In the end, I decided to trust my own taste and buy something that appealed to me. One of the things that really intimidates me about setting up a new home is this sense that you must have an idea of what you want things to look like at the end of the process. Because of my lack of vision, I just don’t have that. My vision is more of a vague sense of what I like and don’t like. I wanted my home to feel cozy and comfortable, where guests can relax and enjoy themselves. I want my home to welcome me back at the end of a workday.

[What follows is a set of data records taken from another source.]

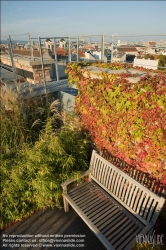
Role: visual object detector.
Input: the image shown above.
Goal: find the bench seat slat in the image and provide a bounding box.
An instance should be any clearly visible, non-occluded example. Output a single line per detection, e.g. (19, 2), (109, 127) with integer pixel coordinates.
(70, 189), (101, 204)
(114, 226), (141, 250)
(89, 204), (116, 224)
(83, 200), (111, 217)
(96, 209), (123, 230)
(62, 151), (165, 250)
(104, 216), (132, 240)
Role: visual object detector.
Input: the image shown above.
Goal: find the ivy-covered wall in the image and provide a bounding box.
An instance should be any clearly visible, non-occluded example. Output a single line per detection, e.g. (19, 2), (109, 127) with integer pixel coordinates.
(67, 63), (166, 184)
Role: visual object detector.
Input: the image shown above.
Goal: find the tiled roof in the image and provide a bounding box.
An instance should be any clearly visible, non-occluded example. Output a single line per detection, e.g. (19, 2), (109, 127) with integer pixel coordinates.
(117, 47), (137, 52)
(149, 42), (156, 46)
(52, 47), (85, 57)
(13, 49), (40, 57)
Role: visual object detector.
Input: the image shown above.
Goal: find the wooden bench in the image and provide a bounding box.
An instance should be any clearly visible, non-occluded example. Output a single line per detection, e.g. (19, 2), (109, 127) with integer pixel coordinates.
(62, 151), (165, 250)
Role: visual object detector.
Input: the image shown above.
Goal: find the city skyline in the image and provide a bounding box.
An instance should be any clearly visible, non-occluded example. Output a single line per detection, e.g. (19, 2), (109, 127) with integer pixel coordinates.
(1, 1), (166, 41)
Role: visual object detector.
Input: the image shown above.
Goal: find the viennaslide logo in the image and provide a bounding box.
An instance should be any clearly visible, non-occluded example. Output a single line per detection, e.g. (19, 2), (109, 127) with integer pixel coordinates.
(136, 230), (164, 248)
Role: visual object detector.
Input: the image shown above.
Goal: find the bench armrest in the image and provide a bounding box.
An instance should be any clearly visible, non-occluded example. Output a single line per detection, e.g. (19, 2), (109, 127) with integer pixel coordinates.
(124, 221), (155, 250)
(61, 170), (91, 192)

These are the things that I like: natural materials, like wood, glass, and stone. Bright colors, like blues, reds, and yellows. A balance between cozy and spacious. Geometric lines—rectangles rather than ovals. Things that have been lovingly given to me by my family, like Big Blue, my couch, which used to belong to my brother’s boyfriend or the rug that my sister bought for me when I moved into my first apartment. I am a sentimental person, living far away from my loved ones, and I like how my home is filled with things that connect me to my family.
That’s Big Blue up there, right behind my new coffee table. On the far end of Big Blue, you can see one of the matching end tables. I found these three pieces as a set here; they were even on sale! I was also considering this set, so I got a second opinion on the two options. My sister Theresa voted on the first option, and I just knew that she was right. So I ordered living room furniture, and on Wednesday, it arrived.

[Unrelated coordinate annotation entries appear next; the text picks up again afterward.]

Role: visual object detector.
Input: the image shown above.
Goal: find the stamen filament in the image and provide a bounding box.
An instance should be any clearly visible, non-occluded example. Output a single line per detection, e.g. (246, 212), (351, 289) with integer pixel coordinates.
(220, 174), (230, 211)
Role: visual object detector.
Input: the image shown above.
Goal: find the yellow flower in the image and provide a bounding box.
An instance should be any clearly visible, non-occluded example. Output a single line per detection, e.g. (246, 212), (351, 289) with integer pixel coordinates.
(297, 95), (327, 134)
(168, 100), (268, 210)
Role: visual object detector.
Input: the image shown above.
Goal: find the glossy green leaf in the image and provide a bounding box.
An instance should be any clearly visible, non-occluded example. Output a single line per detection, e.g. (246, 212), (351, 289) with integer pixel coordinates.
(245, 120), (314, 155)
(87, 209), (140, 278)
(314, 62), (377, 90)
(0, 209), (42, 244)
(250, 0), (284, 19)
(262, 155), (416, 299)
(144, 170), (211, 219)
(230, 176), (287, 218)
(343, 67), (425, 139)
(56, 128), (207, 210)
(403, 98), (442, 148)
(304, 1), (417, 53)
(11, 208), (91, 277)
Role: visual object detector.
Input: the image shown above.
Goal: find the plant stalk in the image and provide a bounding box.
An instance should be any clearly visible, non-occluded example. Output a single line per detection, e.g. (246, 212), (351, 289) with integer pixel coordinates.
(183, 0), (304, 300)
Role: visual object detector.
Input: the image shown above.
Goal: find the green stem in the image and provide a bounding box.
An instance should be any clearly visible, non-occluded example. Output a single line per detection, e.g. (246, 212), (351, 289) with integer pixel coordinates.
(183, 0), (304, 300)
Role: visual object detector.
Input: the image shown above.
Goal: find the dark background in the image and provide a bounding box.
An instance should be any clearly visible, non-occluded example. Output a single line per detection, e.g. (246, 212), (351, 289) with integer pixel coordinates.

This is what my living room looks like a few steps beyond the main entrance. (In the other photo above, you get a view from the patio side of things.) I love how inviting it feels to me with all that sitting space and surface space for drinks or snacks or a few books. Also, the coffee table is conveniently hiding the part of my rug that is in tatters and keeps threatening to trip people when they walk over it. I still like that rug and haven’t decided if it’s something I want to replace. For now, I’ll keep it.
The best way that I can describe my home improvements is that now it feels like a grown-up lives here. I have spent so many years as a student that it was hard to believe that I’d ever get to a point in my life when I didn’t feel like I was waiting to be done with school. Now, I am done. I’m even a little annoyed when people ask me, “So how is school going?” Because they don’t know how much it means to me to be DONE with school. I loved being a college student, but by the time I’d been in grad school for three years, I wanted to finish school and shed my student status. Having a grown-up’s home makes me feel like I’ve finally arrived at a point where I can stop saying, “When I’m done with school, I’ll…” I am here. I am home.
Happy Saturday, friends. I’ll see you back here tomorrow with tomatoes in hand.